OEM inventory sits inside the phone itself — pre-loads, setup wizards, branded app stores and smart folders — so users see an app before they ever open Google Play. That native touchpoint drives cheaper installs and stronger retention than banner or feed ads. Marketers now treat OEM as a “must-have” in their UA mix rather than an experiment.

Five Trends That Defined H1 2025

1. Scale plus ROI

REPLUG data shows Android OEM stores will account for 25% of global downloads this year, with CPIs up to 30% cheaper and ROAS gains of 9–15 % over auction-based networks. Xiaomi’s record Q1 revenue underscores advertiser demand for on-device reach.

2. Programmatic & Transparency

All major OEM exchanges (Samsung, Xiaomi, Vivo, Oppo) upgraded to OpenRTB 2.5. The new ID Provenance field lets DSPs verify where a device identifier originated, closing loopholes and smoothing real-time bidding.

3. Quality Traffic, Minimal Fraud

Hardware-level authentication blocks bots, click-injection and device spoofing, giving campaigns “clean installs” that rarely need third-party anti-fraud filters. Gaming-brand case studies published by Apptica highlight near-zero fraud rates after switching to OEM channels.

4. Event-Based Optimisation (EBO)

Machine-learning DSPs such as Qi Ads now let advertisers pay only when a registration, order or purchase occurs, not merely for an install. After one-month training cycles, campaigns routinely switch to cost-per-event pricing.

5. CTV ↔ Mobile Convergence

Samsung Ads’ new Mobile Conversion product retargets connected-TV viewers who show high propensity to download a game, beating day-7 ROAS goals by up to 150% in beta.

6. Friendlier Store Economics

From 15 May 2025 the Galaxy Store moved to an 80/20 (and 85/15 for subs) revenue split, spurring developers to list premium content and buy more OEM media.

7. Privacy Moves

Google’s April update confirmed Privacy Sandbox APIs — including Protected Audience — will stay, but third-party cookies in Chrome won’t fully disappear yet. Advertisers therefore prize OEM first-party device IDs for durable targeting.

Getting Started: Three Fast Wins

  1. Line up tracking. Make sure your MMP (AppsFlyer, Adjust, Singular) can ingest OEM install and event postbacks before you spend a dollar.
  2. Begin on CPI, graduate to events. Run a two-week test for clean installs, then switch to cost-per-purchase or cost-per-registration once you log ≥1 000 target actions.
  3. Blend channels.
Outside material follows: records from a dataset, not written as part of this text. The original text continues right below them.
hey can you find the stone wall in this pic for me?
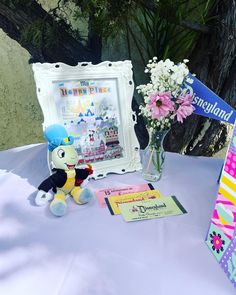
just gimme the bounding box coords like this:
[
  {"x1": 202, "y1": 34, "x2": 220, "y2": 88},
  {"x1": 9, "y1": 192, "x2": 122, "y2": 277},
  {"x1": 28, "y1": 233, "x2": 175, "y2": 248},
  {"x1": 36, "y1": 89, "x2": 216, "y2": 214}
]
[{"x1": 0, "y1": 29, "x2": 43, "y2": 150}]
Use OEM for low-cost scale, social for creative testing, and remarket via push/CTV once retention cohorts stabilise.

Takeaway

In just six months OEM advertising checked every marketer’s box: cheaper user acquisition, cleaner traffic, transparent programmatic pipes and cross-screen expansion. If you manage Android UA and haven’t tested an on-device buy yet, 2025 is the year you risk falling behind.